Wednesday, November 26, 2008

Sorry

Sorry my friends that I haven't been able to post on here as often as I would like to.

I wish I could say that it is because I am making major progress and healing like a damn medic... but that isn't the case.

Yesterday and today I actually realized that I don't even want to watch movies that came out during the time period that I was with my ex. Seriously, like, I won't go rent "I am Legend", etc., just because I saw it while I was with my ex, and watching it again now would just bring back painful memories...

I feel crazy. I am doing okay off and on, though... it's just when those painful memories come out of the woodwork's with no warnings... it catches me completely off guard and can ruin my outlook for a while to come.

Someone told me that I should just be happy for going through the experience, even though it's over now.

Yeah, real easy for you to say dude, when you aren't missing that special person ever minute of the day... every minute feeling like an eternity when you're thinking about her. (Or for the girls out there, thinking about HIM).



On a happier note, I've been writing my book lately... it's going along well, and I've got the website up and running... looking to get it published around the February/March of 09 time slot. That's been taking my mind off of things, and I'm grateful for that. Hopefully the pain subsides in the time period to come... or hopefully she does what she says, and comes back.

I wonder if things will be different, though? I wonder if they'll be better... assuming I take her back. (Which of course I want to, because this pain is like an ocean that I'm stuck out in the middle of, with no raft and no swimming skills).

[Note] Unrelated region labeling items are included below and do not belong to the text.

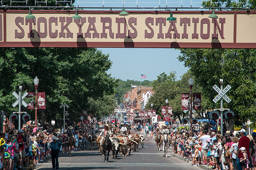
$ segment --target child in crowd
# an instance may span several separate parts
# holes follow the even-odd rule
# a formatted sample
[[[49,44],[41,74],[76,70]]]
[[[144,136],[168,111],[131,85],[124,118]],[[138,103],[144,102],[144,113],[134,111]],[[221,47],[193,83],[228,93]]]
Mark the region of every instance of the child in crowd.
[[[247,155],[246,151],[245,150],[245,148],[242,147],[240,148],[240,150],[241,150],[241,153],[243,154],[243,158],[240,159],[240,162],[244,162],[245,165],[245,166],[242,166],[243,170],[244,170],[245,169],[250,169],[250,167],[249,167],[250,161],[248,158],[248,155]]]

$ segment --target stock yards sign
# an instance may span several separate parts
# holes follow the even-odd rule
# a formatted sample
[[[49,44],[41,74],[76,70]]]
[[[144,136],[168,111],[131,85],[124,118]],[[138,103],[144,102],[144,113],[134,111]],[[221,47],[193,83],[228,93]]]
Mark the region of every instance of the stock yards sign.
[[[0,10],[0,47],[256,48],[253,11]]]

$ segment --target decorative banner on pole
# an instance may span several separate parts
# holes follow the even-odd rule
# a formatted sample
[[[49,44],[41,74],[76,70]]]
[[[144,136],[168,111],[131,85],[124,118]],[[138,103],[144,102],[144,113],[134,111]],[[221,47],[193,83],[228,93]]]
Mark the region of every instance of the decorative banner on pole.
[[[189,93],[181,94],[181,110],[189,110]]]
[[[168,106],[168,115],[172,115],[172,106]]]
[[[162,113],[162,115],[166,115],[166,106],[162,106],[161,112]]]
[[[152,116],[152,114],[151,113],[151,110],[148,110],[148,116],[151,117]]]
[[[193,109],[194,110],[201,110],[201,93],[193,93],[194,99]]]
[[[144,112],[141,112],[141,117],[144,117]]]
[[[152,110],[152,116],[155,116],[156,115],[156,110]]]
[[[144,113],[145,117],[148,117],[148,112],[146,111]]]

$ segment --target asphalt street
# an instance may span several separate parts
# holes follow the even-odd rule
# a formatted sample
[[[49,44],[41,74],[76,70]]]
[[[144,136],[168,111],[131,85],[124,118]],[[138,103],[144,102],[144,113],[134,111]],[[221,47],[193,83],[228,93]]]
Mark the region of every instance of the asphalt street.
[[[134,132],[133,132],[133,133]],[[98,136],[99,133],[96,134]],[[147,138],[148,138],[147,137]],[[127,156],[118,154],[117,159],[112,159],[110,153],[109,161],[105,162],[104,156],[99,153],[97,146],[94,150],[90,150],[88,144],[84,150],[72,152],[70,156],[68,154],[60,155],[59,162],[60,170],[199,170],[198,167],[191,166],[186,163],[168,155],[168,158],[163,157],[163,151],[157,150],[156,144],[152,137],[146,140],[143,148],[139,148],[136,152],[132,152]],[[95,144],[96,145],[96,144]],[[168,150],[168,153],[171,150]],[[50,160],[38,166],[36,170],[50,170],[52,169]]]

I want to start fresh with her, and relearn about each other... because there is no possible way things can just pick up where they left off. If a relationship is to have a chance to survive after a break, then in my opinion, you need to re-learn and start from the basics. Learn to love again from the beginning.

I hope I get the chance still. I really do. Every night before I go to bed, I hope and pray for a second chance. And I know I'm not alone. Once again, my best wishes goes out to everyone dealing with the same.